In class, I have learned some heirloom serging techniques and I wanted to make my granddaughter something and utilize some of what I had learned.

When I was in Tennessee last summer I picked up some beautiful voiles done by a local designer.  I chose this one for my heirloom "practice".  

I started with a "Project Runway" pattern that I could tell was not going to be exactly what I wanted, but it gave me some lines for tucks, so that's where I started.  I have probably NEVER been so topsy turvy while trying to work my way through a project.  I thought I would make a dress and repeat the effects around the hem, but it turned into a top as I bowed not-so-gracefully out of the bigger project.

I decided to run the lace and tucks all the way across one piece of fabric and put in the tucks as well before cutting--knowing that one panel was not sufficient for the entire project, so I would have to match what I had done on some more fabric.

I had to figure out which end would be the "top" and which the "bottom" so I could place my lace and tucks. I finally decided where to begin and then life got REALLY crazy.  

After stitching the tiny insertion strip to the lace on each side I then attached the lace to the fabric using a TINY zig zag stitch so it would not overwhelm the delicate lace.  (I could not find any "insertion" lace, to I could not serge the lace to the fabric, but I did serge the lace to the tiny insertion strip.)  I pressed the tiny seams aside and then attached it to the fabric.  

I then took it to my cutting table to begin the next phase and in the better light discovered the the tiny seams were on the OUTSIDE of the fabric!

I then spent about 5 hours removing two 45-in. wide rows of teeny tiny zig zag stitches.  (I estimated I had removed about 2,250 stitches!)  It has to be done stitch by stitch and VERY carefully or the lace would have been mutiliated. 

I then re-attached the strip to the fabric, marked the tucks, and stitched them using embroidery thread to emphasize the unavoidable row of stitches.  It looked really nice.  I had also discovered that the tucks should not be symmetrically spaced with the lace.  One side had to be deeper than the other so that when the tucks were in place they would be spaced properly with the lace strip.

About this time I abandoned the idea of making a dress, partly because I thought she would get more wear out of a top than a delicate dress that could not go to the playground, and partly because I decided it would take way too long to figure out where to place the bottom strip and tucks.  This caused me to "turn around" where I was going to begin cutting.  The result of that was that both rows of tucks had to be re-done so they would be running the opposite direction from where I had placed them.  Fortunately the straight row of 2.5 stitches was fairly quickly removed, then I worked out where each tuck had to move to and re-stitched them!
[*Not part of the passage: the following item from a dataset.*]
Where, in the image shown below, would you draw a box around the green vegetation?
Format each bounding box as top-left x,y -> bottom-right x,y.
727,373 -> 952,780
NOW I was ready to place the pattern pieces on the fabric and work on the second section of insertion and tucks.

This is a section of the heirloom detail with everything in the right place and going the correct direction at long last!

Bodice close-up
Bodice close-up

I forced myself to use the hemming foot on my sewing machine for the hem, as my regular method simply wasn't going to "fly" on an heirloom project.  I could have hand stitched it and it would have been less obvious, but I decided I simply MUST master the hemming foot.
Close-up of the machine hem on the heirloom top - just for fun

Finished top (and it may be the first AND the last such project I ever do....)

When she first tried it on, she touched the lace and said, "I can see my SKIN!"  (I think she was asking if that was ok. :-)  She and her mommie love it.